On March 30, financial news reported that China Merchants Bank held its 2025 performance briefing today. According to the annual report, the bank's net interest margin decreased by 11 basis points year-on-year to 1.87%. Peng Jiawen, Vice President, Chief Financial Officer, and Board Secretary, stated that the bank's interest margin performance for the full year exhibited two main characteristics: first, although the net interest margin continued to narrow, the rate of decline was significantly smaller compared to 2024; second, the interest margin showed a quarter-on-quarter rebound in the fourth quarter.
Peng Jiawen indicated that this stabilization trend was attributable to the bank's ongoing efforts in asset-liability management. On one hand, the bank strictly implemented self-regulatory requirements related to deposit rate reductions, reasonably managed loan pricing, and promoted gradual improvements in pricing levels. On the other hand, it continued to optimize its asset structure by increasing the proportion of high-yield assets such as credit, actively promoting the growth of retail loans, and reducing low-yield assets like bills to optimize the overall asset portfolio.

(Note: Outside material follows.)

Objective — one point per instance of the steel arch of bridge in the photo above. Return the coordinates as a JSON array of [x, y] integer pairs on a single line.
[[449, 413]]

Regarding the interest margin trend for 2026, Peng Jiawen stated that the overall assessment is that the net interest margin will continue to narrow, but the extent of the narrowing is expected to be better than in 2025. Against this backdrop, China Merchants Bank has made a series of asset-liability management arrangements aiming to achieve three objectives: first, to continuously reduce the rate of interest margin narrowing; second, to strive for interest margin stabilization in the second half of the year, barring major policy changes in the external environment; and third, to maintain a leading net interest margin level within the industry.